Jakarta-ASPRA,
QANUN atau aturan hukum daerah Aceh yang disebut sebagai qanun jinayah dianggap banyak memuat subtansi yang bertentangan dengan hukum. Salah satunya adalah mengenai proses dan penjatuhan hukuman terhadap anak.
“Terdapat banyak kelemahan dan pertentangan dengan hukum positif yang berlaku di Indonesia bahkan berpotensi merendahkan hak dan martabat manusia,” demikian kata Koordinator Advokasi Hak Sipil Politik Moch. Ainul Yaqin sebagaimana dirilis di Jakarta, Senin (6/10).
Qanun jinayah sudah ditandatangan Dewan Perwakilan Rakyat (DPR) Aceh pada 27 September lalu.
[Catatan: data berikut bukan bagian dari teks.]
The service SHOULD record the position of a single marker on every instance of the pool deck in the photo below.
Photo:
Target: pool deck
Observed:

Pertentangan terjadi antara lain karena tidak mengaitkannya dengan beberapa dasar hukum terkait perundang-undangan yang berlaku di Indonesia, seperti Undang-Undang (UU) Nomor 5 tahun 1998 tentang Pengesahan Konvensi Anti Penyiksaan dan Penghukuman Lain Yang Kejam, UU Nomor 12 tahun 2005 tentang Pengesahan Konvensi Hak Sipil Politik, UU Nomor 11 tahun 2006 tentang Pemerintah Aceh, UU Nomor 11 tahun 2012 tentang Sistem Peradilan Pidana Anak, dan Keputusan Presiden Nomor 36 tahun 1990 Tentang Pengesahan Konvensi Tentang Hak-Hak Anak. Padahal dalam pasal 2 huruf e Qanun Jinayah tegas menyatakan bahwa Penyelenggaraan Hukum Jinayat berasaskan Perlindungan Hak Asasi Manusia (HAM) “Namun faktanya beberapa regulasi terkait HAM tersebut diatas tidak di jadikan dasar hukum dalam qanun tersebut,” lagi katanya.
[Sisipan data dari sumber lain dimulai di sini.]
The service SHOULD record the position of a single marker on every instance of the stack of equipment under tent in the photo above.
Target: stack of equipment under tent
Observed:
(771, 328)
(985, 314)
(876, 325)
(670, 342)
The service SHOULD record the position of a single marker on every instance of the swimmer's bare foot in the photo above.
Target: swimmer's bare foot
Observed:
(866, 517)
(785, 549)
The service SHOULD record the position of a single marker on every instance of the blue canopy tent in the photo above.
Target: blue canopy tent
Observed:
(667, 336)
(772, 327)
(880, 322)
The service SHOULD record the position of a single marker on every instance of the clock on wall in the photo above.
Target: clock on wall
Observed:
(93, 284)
Sejumlah poin yang dicatat YLBHI dan dianggap bertentangan dengan HAM yaitu, pasal hukuman cambuk atau uqubat hudud di pasal 4 ayat (2) yang bertentangan dengan Konvensi Menentang Penyiksaan dan Perlakuan Atau Penghukuman Lain Yang Kejam, Tidak Manusiawi, atau Merendahkan Martabat Manusia. Ini juga dinilai tak sejalan dengan pasal 33 ayat (1) UU Nomor 39 tahun 1999 tentang Hak Asasi Manusia. “Pertentangannya, karena seseorang yang terkena hukuman cambuk selain mengalami rasa sakit, juga mengalami penghinaan yang luar biasa karena di pertontonkan di khalayak ramai,” lanjutnya.
Kemudian mengenai penerapan hukuman cambuk terhadap anak dalam pasal 64 dan pasal 65 Qanun Jinayah. Dalam hal ini terjadi pertentangan dengan UU Nomor 11 tahun 2012 tentang Sistem Peradilan Pidana Anak (SPPA) Pengenaan cambuk terhadap anak juga tidak sejalan dengan Konvensi Hak Anak pasal 19 ayat 1 karena negara mempunyai kewajiban untuk melindungi anak dari semua bentuk kekerasan fisik atau mental serta perlakuan kasar. Selain itu pertentangan juga ada dalam pasal 66 Qanun Jinayah mengenai penahanan. Hal ini menimbulkan tanda tanya karena penegakan Syariat Islam di Aceh berada di ranah Wilayatul Hisbah (WH) yang tidak mempunyai kewenangan melakukan penahanan. Hal tersebut diatur dalam Keputusan Gubernur Aceh No. 01 tahun 2004 tentang kewenangan pembentukan Organisasi WH yang sama sekali tidak mempunyai kewenangan untuk melakukan penahanan namun hanya bersifat pengawasan, pembinaan, advokasi spiritual dan pelarangan.